Не сразу учуяв подвох, хозяин подает свою руку. Соснин радостно трясет ее, тут же отсчитывает деньги, я в это время сую владельцу лодки счет, он расписывается, и лодка наша.
Соснин устремляется на хозяина следующей лодки. Разговор тот же.
— Полтонны? — насмешливо тянет хозяин. — Да ты что, спишь или дремлешь? Меньше чем тонну не возьмет.
— Ну ладно, ладно. Если ты настаиваешь, уступаю, но и ты мне должен уступить. Вот и будет как надо. И в счете так и запишем: грузоподъемность — тонна, цена — девяносто рублей.
— Побойся бога!
— Бога нет и не будет. Это уж точно, верь мне, папаша. — Соснин сует хозяину длинную узкую руку, тот нерешительно подает свою, и сделка совершена.
— Черт ты, а не человек! — спохватясь, кричит хозяин и трясет полученными деньгами. — За девяносто рублей такую лодку, а?
— Не себе, не себе, папаша, государству. К тому же чертей нет. Го-го-го-го-го! — разносится веселый смех по берегу Амура. — Марш, марш! Полный вперед! Прицел точный!
И вот у нас флотилия. Впереди катер «Исполкомовец», за ним халка «Камбала», за «Камбалой» восемнадцать плоскодонных лодок.
Перед нами большой водный путь. Я счастлив. Вышли из бухты на Амур, и первая же волна, сочно поцеловавшись с бортом «Камбалы», обдала нас брызгами, словно благословила в далекий путь. Это, пожалуй, и не зря, — Амур на середине сердит. И вот уже тяжелые серые волны с глухим рокотом бьют в нашу халку. Она прыгает с волны на волну. Скрипит руль. Все дальше берег. Чернеет небо. Будет гроза. И что-то во мне пробуждается отважное. Я не боюсь ни ветра, ни надвигающейся грозы. Больше того — я жду бури. Я готов с ней схватиться. Я не знаю, откуда это у меня, может, зов далеких предков? Были у них и моря, и паруса, и бури. Скрипели мачты, обрушивались на суденышки ливни. Все это было. И все это звенит сейчас в моей крови.
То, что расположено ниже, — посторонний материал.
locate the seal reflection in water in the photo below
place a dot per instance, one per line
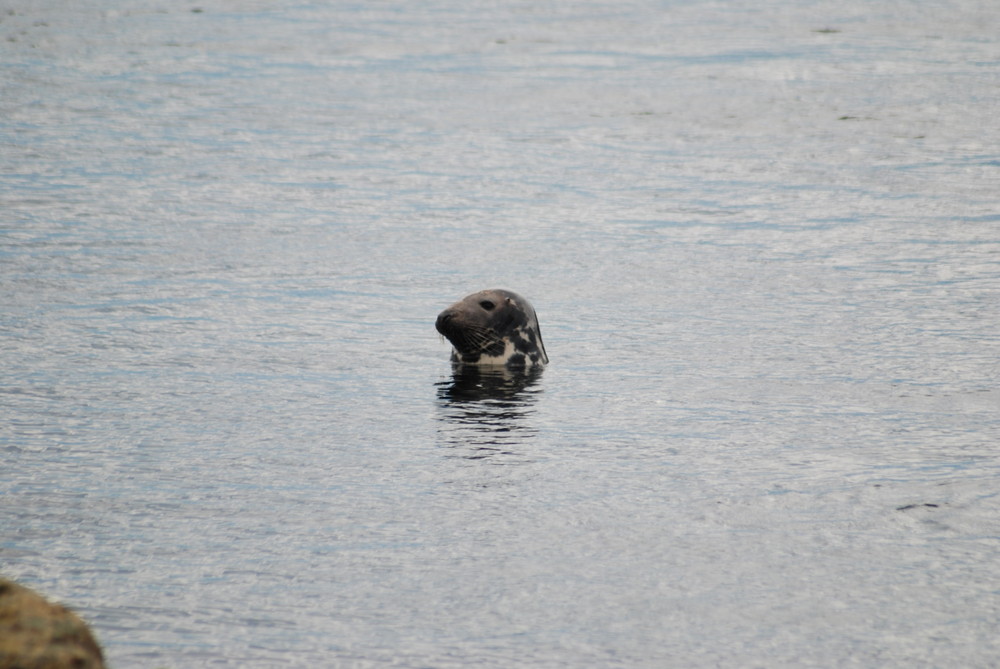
(493, 328)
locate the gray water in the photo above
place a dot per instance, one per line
(763, 241)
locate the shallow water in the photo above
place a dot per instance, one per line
(763, 241)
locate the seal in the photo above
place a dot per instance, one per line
(493, 327)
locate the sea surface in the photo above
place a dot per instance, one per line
(763, 242)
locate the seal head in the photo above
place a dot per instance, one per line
(493, 327)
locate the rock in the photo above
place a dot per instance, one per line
(36, 634)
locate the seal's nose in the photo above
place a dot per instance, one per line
(443, 319)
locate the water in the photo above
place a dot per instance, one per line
(763, 240)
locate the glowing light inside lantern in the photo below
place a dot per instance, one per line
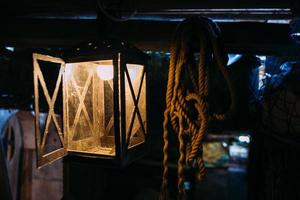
(133, 71)
(105, 72)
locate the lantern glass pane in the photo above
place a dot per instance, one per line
(135, 96)
(89, 107)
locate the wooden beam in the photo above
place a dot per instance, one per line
(147, 35)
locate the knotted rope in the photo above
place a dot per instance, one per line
(188, 93)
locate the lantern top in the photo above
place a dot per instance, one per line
(103, 49)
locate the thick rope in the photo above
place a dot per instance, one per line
(181, 98)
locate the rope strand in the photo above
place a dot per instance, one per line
(184, 100)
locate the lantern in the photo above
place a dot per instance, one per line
(91, 102)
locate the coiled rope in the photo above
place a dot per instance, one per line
(188, 93)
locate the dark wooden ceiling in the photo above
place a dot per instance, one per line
(59, 23)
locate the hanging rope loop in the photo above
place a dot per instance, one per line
(196, 47)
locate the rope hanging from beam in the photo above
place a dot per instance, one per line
(197, 47)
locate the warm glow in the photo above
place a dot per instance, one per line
(69, 72)
(105, 72)
(133, 70)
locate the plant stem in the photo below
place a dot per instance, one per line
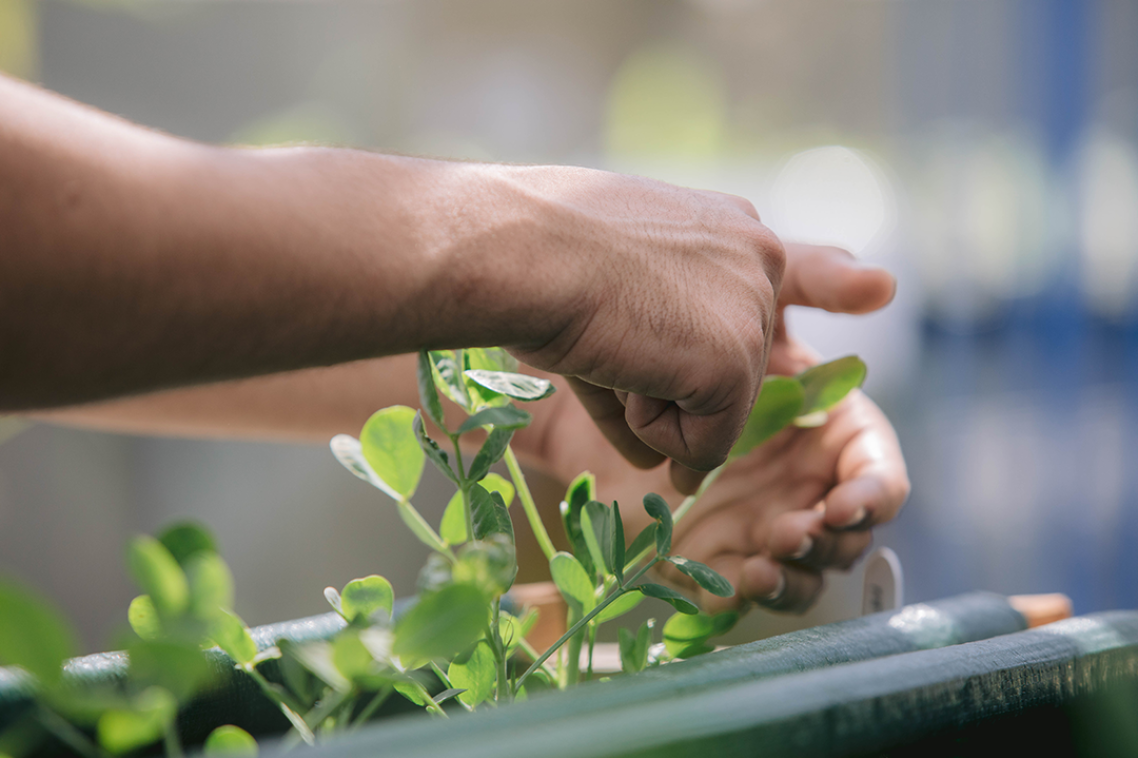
(527, 503)
(295, 718)
(533, 653)
(588, 617)
(503, 674)
(464, 488)
(170, 738)
(372, 706)
(682, 511)
(591, 633)
(68, 734)
(572, 652)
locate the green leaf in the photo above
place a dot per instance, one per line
(686, 636)
(158, 575)
(448, 376)
(453, 527)
(442, 624)
(572, 581)
(827, 384)
(352, 658)
(435, 574)
(316, 657)
(363, 596)
(643, 541)
(143, 618)
(187, 540)
(420, 528)
(582, 491)
(596, 526)
(33, 635)
(658, 509)
(392, 447)
(619, 607)
(514, 629)
(489, 565)
(475, 672)
(517, 386)
(489, 513)
(430, 447)
(670, 596)
(211, 585)
(617, 560)
(781, 401)
(501, 485)
(231, 635)
(428, 394)
(347, 451)
(179, 668)
(230, 740)
(123, 731)
(491, 359)
(703, 576)
(634, 648)
(508, 417)
(412, 692)
(491, 453)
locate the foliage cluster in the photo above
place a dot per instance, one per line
(456, 643)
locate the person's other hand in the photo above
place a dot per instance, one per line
(673, 315)
(799, 504)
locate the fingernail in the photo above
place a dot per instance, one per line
(781, 588)
(855, 520)
(803, 549)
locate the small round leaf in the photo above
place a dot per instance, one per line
(158, 575)
(143, 618)
(442, 624)
(232, 636)
(186, 540)
(392, 448)
(703, 576)
(362, 598)
(230, 740)
(33, 635)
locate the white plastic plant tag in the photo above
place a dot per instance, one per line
(883, 586)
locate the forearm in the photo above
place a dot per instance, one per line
(133, 261)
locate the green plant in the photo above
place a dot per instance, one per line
(456, 635)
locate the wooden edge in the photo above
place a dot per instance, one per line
(1041, 609)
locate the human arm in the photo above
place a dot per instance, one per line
(139, 262)
(751, 525)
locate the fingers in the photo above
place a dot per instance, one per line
(777, 585)
(833, 280)
(802, 540)
(872, 478)
(684, 479)
(698, 442)
(608, 412)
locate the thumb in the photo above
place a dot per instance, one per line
(833, 280)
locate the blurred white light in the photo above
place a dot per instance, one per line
(988, 222)
(832, 196)
(1108, 223)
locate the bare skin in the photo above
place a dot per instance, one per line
(133, 261)
(829, 485)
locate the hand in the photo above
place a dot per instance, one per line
(673, 314)
(802, 502)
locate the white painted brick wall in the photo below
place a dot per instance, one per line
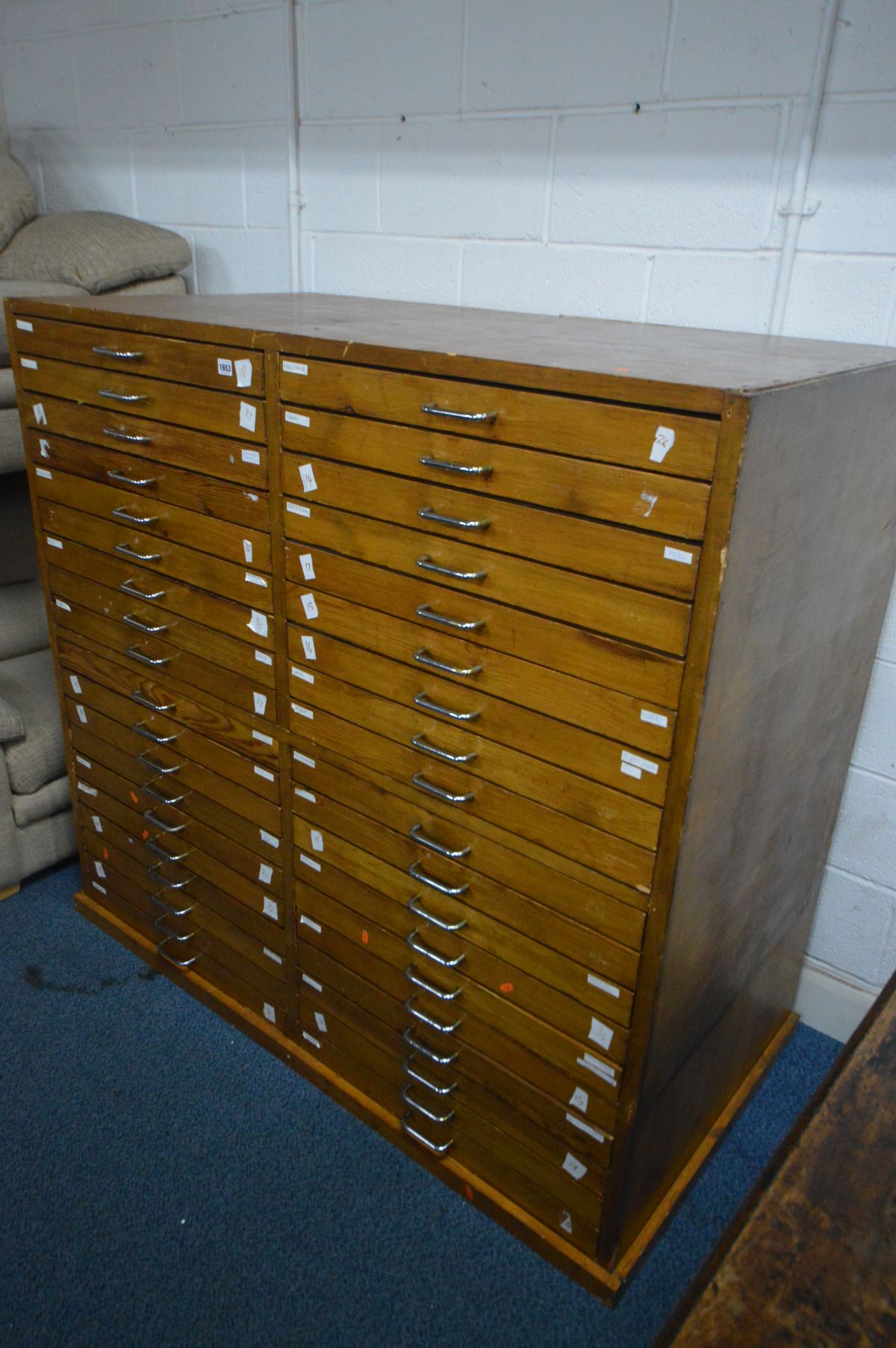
(491, 152)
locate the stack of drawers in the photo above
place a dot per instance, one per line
(149, 464)
(488, 601)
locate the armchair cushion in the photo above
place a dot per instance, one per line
(92, 249)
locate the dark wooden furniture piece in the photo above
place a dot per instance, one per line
(461, 703)
(810, 1257)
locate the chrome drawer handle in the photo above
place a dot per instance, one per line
(166, 907)
(417, 907)
(468, 417)
(420, 1108)
(137, 557)
(442, 1060)
(425, 1081)
(164, 800)
(420, 836)
(423, 656)
(113, 475)
(418, 780)
(453, 892)
(422, 700)
(426, 1019)
(426, 564)
(117, 355)
(445, 467)
(435, 1147)
(152, 706)
(170, 884)
(144, 627)
(413, 976)
(120, 512)
(147, 659)
(166, 828)
(427, 512)
(123, 398)
(152, 763)
(130, 588)
(181, 964)
(420, 742)
(425, 611)
(430, 954)
(130, 440)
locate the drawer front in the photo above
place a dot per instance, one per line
(158, 519)
(492, 855)
(197, 492)
(154, 400)
(683, 447)
(479, 576)
(150, 696)
(626, 556)
(626, 497)
(65, 525)
(208, 455)
(228, 368)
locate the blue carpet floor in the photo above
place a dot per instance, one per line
(167, 1182)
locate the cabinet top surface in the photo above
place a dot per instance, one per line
(438, 338)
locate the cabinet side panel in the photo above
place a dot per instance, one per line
(810, 567)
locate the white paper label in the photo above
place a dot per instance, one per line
(663, 441)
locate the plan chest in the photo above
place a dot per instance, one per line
(461, 703)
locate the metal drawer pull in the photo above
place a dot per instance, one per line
(123, 435)
(120, 512)
(426, 1019)
(113, 475)
(420, 1108)
(170, 884)
(442, 1060)
(175, 913)
(137, 557)
(425, 1081)
(418, 780)
(427, 512)
(158, 767)
(455, 468)
(420, 742)
(164, 800)
(159, 824)
(452, 890)
(117, 355)
(152, 706)
(130, 588)
(437, 1147)
(123, 398)
(147, 659)
(144, 627)
(430, 954)
(181, 964)
(426, 564)
(455, 854)
(413, 976)
(445, 411)
(425, 611)
(423, 656)
(414, 905)
(422, 700)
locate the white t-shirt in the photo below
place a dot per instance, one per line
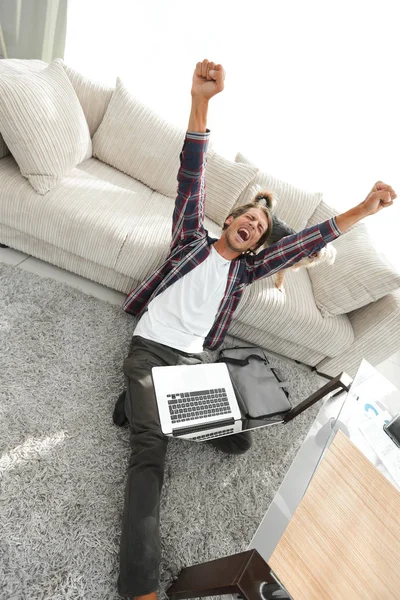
(183, 314)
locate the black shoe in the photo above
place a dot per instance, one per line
(119, 416)
(237, 443)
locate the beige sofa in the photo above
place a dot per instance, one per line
(113, 228)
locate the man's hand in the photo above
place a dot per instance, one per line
(381, 196)
(208, 80)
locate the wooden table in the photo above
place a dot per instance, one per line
(343, 541)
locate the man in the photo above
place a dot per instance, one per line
(188, 304)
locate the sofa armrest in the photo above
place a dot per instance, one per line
(376, 336)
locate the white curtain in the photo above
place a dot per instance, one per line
(312, 92)
(33, 29)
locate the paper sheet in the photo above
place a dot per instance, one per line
(385, 448)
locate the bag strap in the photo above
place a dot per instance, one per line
(241, 362)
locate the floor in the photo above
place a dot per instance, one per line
(390, 368)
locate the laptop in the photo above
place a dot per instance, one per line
(195, 399)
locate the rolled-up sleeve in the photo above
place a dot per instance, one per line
(292, 248)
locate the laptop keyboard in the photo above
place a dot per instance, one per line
(189, 406)
(214, 434)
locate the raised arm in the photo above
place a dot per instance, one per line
(293, 248)
(188, 217)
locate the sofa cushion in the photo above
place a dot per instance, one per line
(359, 275)
(293, 315)
(225, 181)
(21, 65)
(135, 140)
(147, 245)
(97, 213)
(293, 205)
(43, 124)
(94, 97)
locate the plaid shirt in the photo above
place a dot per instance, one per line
(191, 244)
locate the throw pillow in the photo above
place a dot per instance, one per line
(17, 64)
(359, 275)
(138, 142)
(94, 97)
(293, 205)
(43, 124)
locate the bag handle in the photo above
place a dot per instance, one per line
(241, 362)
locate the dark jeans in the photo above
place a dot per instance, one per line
(140, 550)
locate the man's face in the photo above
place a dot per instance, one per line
(244, 232)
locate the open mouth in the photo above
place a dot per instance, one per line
(243, 234)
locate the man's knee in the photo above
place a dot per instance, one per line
(238, 443)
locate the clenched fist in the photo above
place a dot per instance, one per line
(208, 80)
(381, 196)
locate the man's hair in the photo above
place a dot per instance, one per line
(264, 201)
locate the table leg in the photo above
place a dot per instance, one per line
(244, 574)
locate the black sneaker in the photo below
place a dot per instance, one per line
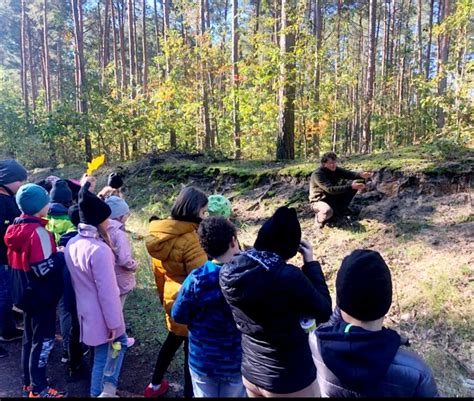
(3, 352)
(16, 335)
(65, 357)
С неба срываются первые капли. Каждая, как гвоздь, пробивает пиджак до тела. Ну и пусть! Все сильнее завывает ветер. Мачта уже стонет. Ну и что ж, так и должно быть! На то и буря!
— А ну, нагните головы, — командует лоцман халки, черноволосый, с раскрытой грудью и серебряной серьгой в ухе старик, и накрывает меня вместе с Колей Николаевичем и Зыряновым, как куриц, большим парусом. И сразу будни: нет ветра, нет дождя. Тепло и тихо. Сидим, говорим, молчим, спим.
К вечеру ветер пролетел, и Амур, как голубое небо, без единой морщинки. И вдруг неподалеку от нас что-то шумно всплеснуло.
— О, сполоху наделал. Кто это? — спросил Баженов, поворачивая удивленное, простоватое лицо на шум.
— Сазан, — ответил лоцман. Его серебряная серьга багровеет в лучах закатного солнца.